The collapse of Silicon Valley Bank, the largest vendor in the start-up ecosystem, is likely to adversely impact the Indian start-up scenario, and it has injected a lot of uncertainty in the sector overnight, industry experts say.
“Hopefully, the matter will get resolved but I think it is a big hit for Indian start-ups,” Ashu Garg, a prominent Silicon Valley-based venture capitalist and early-stage investor for over two decades, told PTI in an interview.
California-based Silicon Valley Bank (SVB), the 16th largest bank in the United States, was closed on Friday by the California Department of Financial Protection and Innovation, which later appointed the Federal Deposit Insurance Corporation (FDIC) as its receiver.
The FDIC, in a statement, said as of December 31, 2022, the Silicon Valley Bank had approximately $209.0 billion in total assets and about $175.4 billion in total deposits. At the time of closing, the amount of deposits in excess of the insurance limits was undetermined. The number of uninsured deposits will be determined once the FDIC obtains additional information from the bank and customers.
“The reality is that the Silicon Valley Bank has been a real supporter of the Indian start-up scene and has provided banking services. Most Indian start-ups that do business in the US use this bank because it is one of the few institutes willing to work with Indian banks. A lot of the banking institutes do not want to work with overseas customers,” Garg, an alumnus of IIT Delhi, said.

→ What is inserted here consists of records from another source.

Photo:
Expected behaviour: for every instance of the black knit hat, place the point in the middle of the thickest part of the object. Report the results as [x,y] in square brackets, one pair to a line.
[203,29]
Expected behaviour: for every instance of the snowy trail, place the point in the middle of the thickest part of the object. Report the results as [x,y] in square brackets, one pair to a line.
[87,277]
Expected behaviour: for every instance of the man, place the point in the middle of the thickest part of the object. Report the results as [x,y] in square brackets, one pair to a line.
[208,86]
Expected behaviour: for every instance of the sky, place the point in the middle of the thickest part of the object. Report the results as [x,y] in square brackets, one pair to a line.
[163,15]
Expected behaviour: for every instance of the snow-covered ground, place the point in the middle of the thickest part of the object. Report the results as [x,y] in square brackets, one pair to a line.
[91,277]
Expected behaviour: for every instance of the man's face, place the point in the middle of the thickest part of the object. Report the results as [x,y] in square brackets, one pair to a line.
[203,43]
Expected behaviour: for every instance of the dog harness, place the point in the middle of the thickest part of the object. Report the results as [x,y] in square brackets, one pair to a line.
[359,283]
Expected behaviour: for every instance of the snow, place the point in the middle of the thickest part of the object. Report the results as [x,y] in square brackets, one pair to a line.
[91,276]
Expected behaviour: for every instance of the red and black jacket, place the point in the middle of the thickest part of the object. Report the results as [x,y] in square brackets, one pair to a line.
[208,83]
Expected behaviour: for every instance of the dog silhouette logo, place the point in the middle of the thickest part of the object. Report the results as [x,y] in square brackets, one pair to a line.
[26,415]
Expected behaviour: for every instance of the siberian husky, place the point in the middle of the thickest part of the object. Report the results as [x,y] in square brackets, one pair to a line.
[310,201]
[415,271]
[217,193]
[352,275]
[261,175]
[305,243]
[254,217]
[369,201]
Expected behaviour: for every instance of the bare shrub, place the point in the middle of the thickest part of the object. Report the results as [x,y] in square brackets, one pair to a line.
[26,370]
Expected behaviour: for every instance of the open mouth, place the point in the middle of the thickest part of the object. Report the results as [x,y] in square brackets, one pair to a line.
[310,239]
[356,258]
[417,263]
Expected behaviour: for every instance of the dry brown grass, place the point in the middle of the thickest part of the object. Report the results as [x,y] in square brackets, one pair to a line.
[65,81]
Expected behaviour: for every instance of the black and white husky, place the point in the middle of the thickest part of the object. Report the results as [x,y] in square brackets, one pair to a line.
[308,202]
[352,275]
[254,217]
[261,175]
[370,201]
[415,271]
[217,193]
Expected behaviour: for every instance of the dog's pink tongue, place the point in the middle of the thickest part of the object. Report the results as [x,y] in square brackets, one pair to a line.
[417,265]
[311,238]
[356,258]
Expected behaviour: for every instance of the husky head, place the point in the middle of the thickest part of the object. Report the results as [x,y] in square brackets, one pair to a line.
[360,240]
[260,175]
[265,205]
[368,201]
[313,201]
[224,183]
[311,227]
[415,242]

“So, SVB has been able to work with the Indian companies that do not have US employees. So if they (are gone), it will be very problematic for the Indian (companies),” he said in response to a question.
Over the past several years, SVB has been one of the most preferred choices of banking for start-ups and the tech industry in Silicon Valley, mainly because of its understanding of the industry and flexibility in many aspects suiting the start-up ecosystem.
Given that, every third start-up in Silicon Valley is founded by Indian Americans, experts feel a significantly large number of these founders would be impacted as early as next week in terms of even making basic payments and giving paychecks to their employees.
Similarly, a large number of Indian start-ups that do not have even an employee or an office in the US had opened up their accounts in the Silicon Valley Bank as it let them do so without much regulatory questions and with a customer-friendly approach.
The implications of the collapse of SVB on Indian-Americans and their companies are very serious, Garg said.
“The Silicon Valley Bank is the largest vendor to the start-up ecosystem. So now you have all these loans. You do not know what is going to happen if the loans get sold and get called.
“Besides, a lot of fintech also depends on the Silicon Valley Bank... So you probably saw Rippling, which is a payroll company, unable to issue payroll because its underlying bank is the Silicon Valley Bank. It also has potential implications for the banking system in the US and the rest of the world,” the venture capitalist said.
A group of Silicon Valley-based venture capitalists after a meeting to discuss the aftermath of the bank’s downfall said the events that unfolded over the past 48 hours have been deeply disappointing and concerning.
“In the event that SVB was to be purchased and appropriately capitalised, we would be strongly supportive and encourage our portfolio companies to resume their banking relationship with them,” it said in a joint statement released by Indian-American Navin Chaddha, an early stage investor.
“…SVB has been an early partner for many of our companies at Battery Ventures through the ups and downs of company building. The last 48 hours unfolded in ways we could have never imagined, but now is the time to back our partners and we strongly support our companies working with SVB as and when we have more clarity on their path forward,” he said.
Indian-American Congressman Ro Khanna, who represents Silicon Valley in the House of Representatives, said the FDIC needs to investigate short sales over the past few months by executives, and at minimum, there should be a clawback with penalties of profits made.
“This should go to non-profits like Sunnyvale Community Services who are worried about losing SVB deposits and paying mortgages,” he demanded.
Indian-American presidential candidate Vivek Ramaswamy said the American taxpayers should not bail out the likes of Prince Harry and Meghan Markle.
“If you want to make deposits at the Silicon Valley Bank, that is your business. But I did not hear the tech industry’s intelligentsia calling for bailouts of East Palestine last month,” he said.
Meanwhile, Indian-American Rohit Chopra, the director of the Consumer Financial Protection Bureau, is tasked with protecting the consumers interest in the case. He is also one of the FDIC directors.